Degelman lives in the hills of Hollywood with his companion on the road of life, four cats, assorted dogs, and a coterie of communard brothers and sisters.

Visit Author's Website



Characterizations: been there, moving, right on!, well written

Comments

  1. susanrubin says:

    How does this author make every story so heart stirring and still so clear in its progression? I would’ve cried if his father had not photographed those two final children waiting for their peso.

  2. Thanx Charles for your beautifully written story of your father’s photo and the two nameless sisters he captured in his lens.

    Lest we forget our connection to the other , especially in this current uncivil climate.

  3. Such a terrific piece! Your writing makes this feel cinematic. Isn’t it wonderful that a chance encounter so far from home could result in an amazing story and such a beautiful photo.

  4. Marian says:

    The photo is stunning, Charles, and what a precious item on so many levels. On a scientific note, you are right about the mycelia, as they proliferate under the soil and nourish the trees. There is a research group in South America that is exploring them because they are mysterious and little recognized.

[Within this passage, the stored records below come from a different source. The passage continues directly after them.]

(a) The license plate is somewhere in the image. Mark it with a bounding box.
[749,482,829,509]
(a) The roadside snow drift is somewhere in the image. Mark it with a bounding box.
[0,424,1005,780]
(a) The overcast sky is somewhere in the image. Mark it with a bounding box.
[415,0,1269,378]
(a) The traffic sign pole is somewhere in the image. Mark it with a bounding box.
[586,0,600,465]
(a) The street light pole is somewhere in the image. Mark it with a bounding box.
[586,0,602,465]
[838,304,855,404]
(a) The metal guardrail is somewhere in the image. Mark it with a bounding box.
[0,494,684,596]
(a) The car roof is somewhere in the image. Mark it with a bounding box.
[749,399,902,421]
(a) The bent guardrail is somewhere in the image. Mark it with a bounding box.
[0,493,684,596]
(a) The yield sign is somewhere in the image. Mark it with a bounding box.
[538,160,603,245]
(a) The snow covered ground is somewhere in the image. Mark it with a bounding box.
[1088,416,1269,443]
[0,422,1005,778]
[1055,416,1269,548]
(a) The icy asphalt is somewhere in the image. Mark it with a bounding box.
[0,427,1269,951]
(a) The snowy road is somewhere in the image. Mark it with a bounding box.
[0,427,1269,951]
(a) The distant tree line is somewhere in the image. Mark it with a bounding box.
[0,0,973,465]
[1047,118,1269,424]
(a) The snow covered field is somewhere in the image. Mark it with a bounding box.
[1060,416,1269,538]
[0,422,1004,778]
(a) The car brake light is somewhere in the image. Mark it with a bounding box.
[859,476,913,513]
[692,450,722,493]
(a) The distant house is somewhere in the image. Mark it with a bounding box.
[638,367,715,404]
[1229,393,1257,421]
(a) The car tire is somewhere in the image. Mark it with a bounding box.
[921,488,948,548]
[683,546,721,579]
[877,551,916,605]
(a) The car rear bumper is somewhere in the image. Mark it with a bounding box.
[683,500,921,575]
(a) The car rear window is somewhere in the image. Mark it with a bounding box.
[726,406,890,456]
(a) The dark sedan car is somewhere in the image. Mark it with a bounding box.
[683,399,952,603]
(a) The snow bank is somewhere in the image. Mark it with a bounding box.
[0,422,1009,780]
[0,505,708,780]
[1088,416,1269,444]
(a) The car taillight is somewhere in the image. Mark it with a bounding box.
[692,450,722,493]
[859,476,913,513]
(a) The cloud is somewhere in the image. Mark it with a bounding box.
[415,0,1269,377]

    • Thanks, Marian. The photo is remarkable, even better when there’s not a reflection on the glass, but what’s an iPhone to do? And yes, there’s been a tremendous amount of excitement over the depth, complexity and significance of mycelia in recent years, moving beyond the realm of a few botanists. I highly recommend “Fantastic Fungi,” a documentary featuring the world of mycelia with Paul Stamets and other mytologists. It’s available on Netflix if you’re interested!

  5. Laurie Levy says:

    What a beautiful photo, holding so many precious memories for you of your father, his camera, developing pictures without knowing what treasures they may unearth. So glad you are now in possession of this photo. The expression of the girls is haunting.

  6. Betsy Pfau says:

    The photo contains magic; for those young girls, for your father who captured them and for you, who now owns the portrait and knows the story that connects them through all of time.

  7. A beautiful way to put it, Betsy, thanks. As I read your comment, I think the story is the most precious. It’s lasted as long as the photo!

  8. Suzy says:

    I am late in commenting, but I agree with what everyone else has said. Stunning photo, and the story of the children waiting to be photographed for pesos is the best part. The magic of not knowing what you have captured with your camera until it floats through the developer is something future generations will never experience.

    • Never too late to hear from you, Suzy! The photo evokes very early memories of childhood attempts to decipher who those two people were. And yeah, that photo-developer magic, laborious though it was to set up the means of production (a darkroom), produced such magical interactions of light and chemistry and by six, I understood how it worked! Thanks to the old man!

  9. Khati Hendry says:

    That is indeed a remarkable photograph, capturing the desperation and poignancy of the moment. And knowing the story makes it that much more meaningful. I immediately thought of some of the Dorothea Lange photos from the Great Depression. A treasure indeed, and thanks for sharing it.